Reid won’t seek re-election

WASHINGTON — U.S. Sen. Harry Reid announced Friday that he will not seek re-election, a decision that signals the oncoming end of an era in Nevada and scrambles the political landscape in the state and in the nation’s capital.

Acknowledging his career of three-plus decades was winding down, Reid said, “I want to go out at the top of my game.”

“I don’t want to wind up being a pinch hitter,” the Democrat and lifelong baseball fan said discussing his decision on KNPR, the Las Vegas public radio station. “I want people to remember me for my first 34 years in Congress, not my last six.”

Reid, 75, badly hurt his right eye and suffered at least three broken ribs in a freak home exercise accident on New Year’s Day. In a farewell video he posted to his website, he wore a set of glasses with a frosted lens to shield his damaged eye.

Reid maintained his decision to retire was not linked to health concerns, nor to the prospect of facing an uphill re-election campaign in 2016. The lightning rod attached to Reid has grown only taller in recent years as the Nevadan presided over a Senate riven by partisanship.

Rather, he said in a recorded announcement, the accident caused he and his wife, Landra, “to have a little down time. I have had time to ponder and to think.”


Discussing his decision on Las Vegas’ public radio station Friday morning, Reid received a surprise caller — President Barack Obama.

“Well, I’ll be damned,” Reid said, one of the few times that the practicing member of The Church of Jesus Christ of Latter-day Saints has been heard cursing in public.

“When the story is written and when all is told, you are going to have somebody who has done more for Nevada and more for this country as anybody who has been in the Senate,” said Obama, whom Reid had tipped off Thursday night.

“There were a lot of folks who were slicker and who give smoother TV interviews, but in terms of somebody who has heart and who cares about ordinary people trying to chase the American dream, I don’t think there is anybody out there ever,” Obama said.

Arguably the most powerful politician in Nevada history, Reid will retire after more than 30 years in Congress, including two terms in the House. He served eight years as Senate majority leader, and now is minority leader after Democrats lost control of the Senate in November.

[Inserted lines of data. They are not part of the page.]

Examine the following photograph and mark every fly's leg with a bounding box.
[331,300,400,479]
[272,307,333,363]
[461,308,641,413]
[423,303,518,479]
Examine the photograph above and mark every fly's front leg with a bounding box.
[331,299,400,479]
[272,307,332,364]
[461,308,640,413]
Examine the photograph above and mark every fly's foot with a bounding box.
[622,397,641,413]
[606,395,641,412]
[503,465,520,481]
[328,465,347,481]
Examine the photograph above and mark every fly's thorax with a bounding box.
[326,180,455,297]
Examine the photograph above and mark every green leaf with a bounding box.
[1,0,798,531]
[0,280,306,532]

As Reid prepares to depart, he also signaled his preferred successor as Senate party leader and as U.S. senator representing Nevada.

Reid said he would back Sen. Chuck Schumer, D-N.Y., to lead Senate Democrats. Reid and Schumer, presently the No. 3 leader, grew close during the two terms the New Yorker headed the Democratic Senatorial Campaign Committee that cemented Democratic control of the Senate and ensured Reid’s post as majority leader.

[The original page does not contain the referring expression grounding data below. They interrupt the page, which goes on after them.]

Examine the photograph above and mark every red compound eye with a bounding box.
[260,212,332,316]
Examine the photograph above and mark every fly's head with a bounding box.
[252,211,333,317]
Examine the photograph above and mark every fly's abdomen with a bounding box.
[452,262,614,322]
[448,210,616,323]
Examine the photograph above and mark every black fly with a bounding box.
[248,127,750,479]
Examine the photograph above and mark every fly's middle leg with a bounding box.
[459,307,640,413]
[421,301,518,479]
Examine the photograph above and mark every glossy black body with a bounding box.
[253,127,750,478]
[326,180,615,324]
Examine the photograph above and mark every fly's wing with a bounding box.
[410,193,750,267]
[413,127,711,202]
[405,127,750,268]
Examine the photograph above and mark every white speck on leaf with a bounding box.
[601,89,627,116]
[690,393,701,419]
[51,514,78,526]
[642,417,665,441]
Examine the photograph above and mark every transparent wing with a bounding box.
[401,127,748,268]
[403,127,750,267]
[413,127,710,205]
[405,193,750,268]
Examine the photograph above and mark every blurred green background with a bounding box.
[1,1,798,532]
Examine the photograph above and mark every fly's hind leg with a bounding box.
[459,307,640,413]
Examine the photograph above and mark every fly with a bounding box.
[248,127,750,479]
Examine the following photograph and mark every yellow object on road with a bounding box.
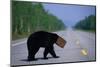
[75,40,88,56]
[81,49,88,56]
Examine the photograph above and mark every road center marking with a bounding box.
[76,40,80,45]
[81,49,88,56]
[76,40,88,56]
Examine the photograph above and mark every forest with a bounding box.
[74,15,96,32]
[12,1,66,40]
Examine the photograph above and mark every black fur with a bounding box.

Reid also said he will encourage former Nevada Attorney General Catherine Cortez Masto to run for his seat.

Until Friday, Reid publicly had insisted he would run for a sixth term.


In his farewell, Reid said he would focus this year on working to regain the Democratic majority in the Senate.

Reid, who grew up in the hard-rock mining town of Searchlight, said he considers himself fortunate to have been able to reach the lofty Senate and serve Nevada for decades.

“Someone with my background, my upbringing, to have the experiences I’ve had is really a miracle,” he said in his video. “And I want you to know that I am so grateful for your invaluable support. I have done my best. I haven’t been perfect, but I’ve really tried my hardest to represent the people of the state of Nevada.”